We actually work a lot with identity at Infisical (anything from workload identity to X.509 certificates) and had considered tackling the identity problem for agents as well but it felt like it required an ecosystem-wide change with many more considerations to it including protocols like A2A. The most immediate problem being credential exfiltration seemed like the right place to start since we have a lot of experience with secrets management.
From what I can tell, agent-vault does not solve identity, only how its stored. For true agent identity, you should look into: https://github.com/highflame-ai/zeroid (author: full disclosure)
ZeroID looks like a good idea to me. Lots there I'll be digging into over time, and related to the use of token exchange for authorising back-end M2M transactions on behalf of a user at the front-end.
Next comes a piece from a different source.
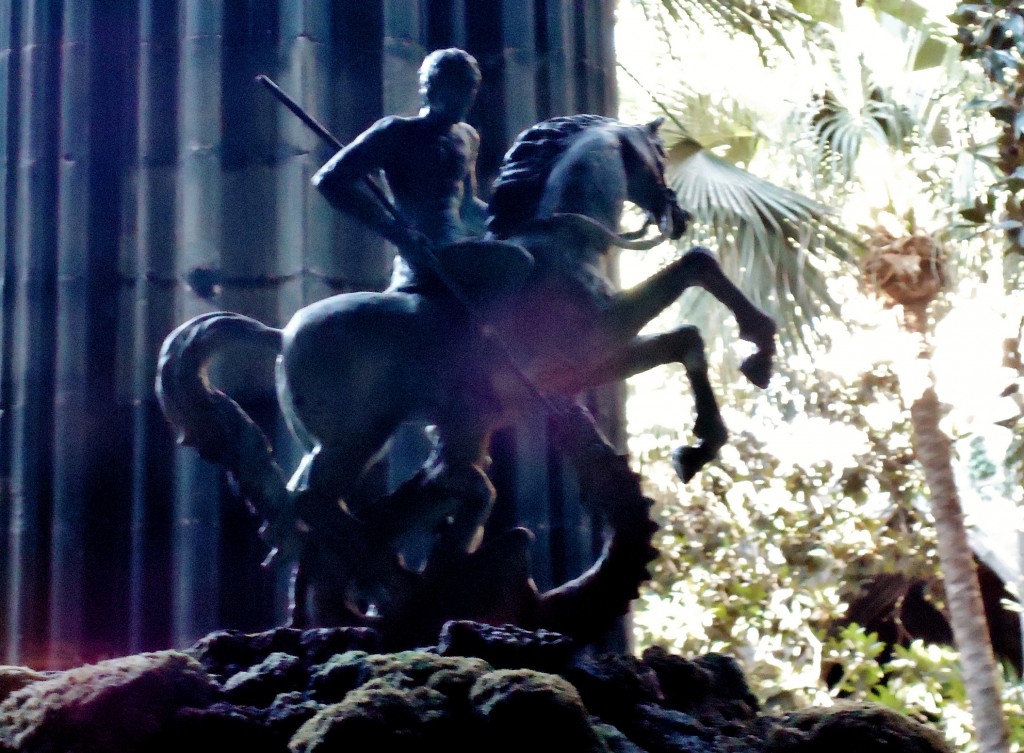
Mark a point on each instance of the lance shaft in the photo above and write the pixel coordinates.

As far as I can tell the parent post is talking about discovery for agent-to-agent communications, which is not something I have much interest in myself: it feels very "OpenClaw" to replace stable, deterministic APIs with LLMs.
Yeah I'm leaning deterministic too for most needs, but I do think there's a future for agent to agent communication in more specialized cases. I think an agent having access to proprietary datasets / niche software can produce an interesting output. Say someone wants a drawing in autocad, communicating with a trained agent that has mcp access to these kind of tools seems like it could be beneficial to extend a more generalist agent's capabilities.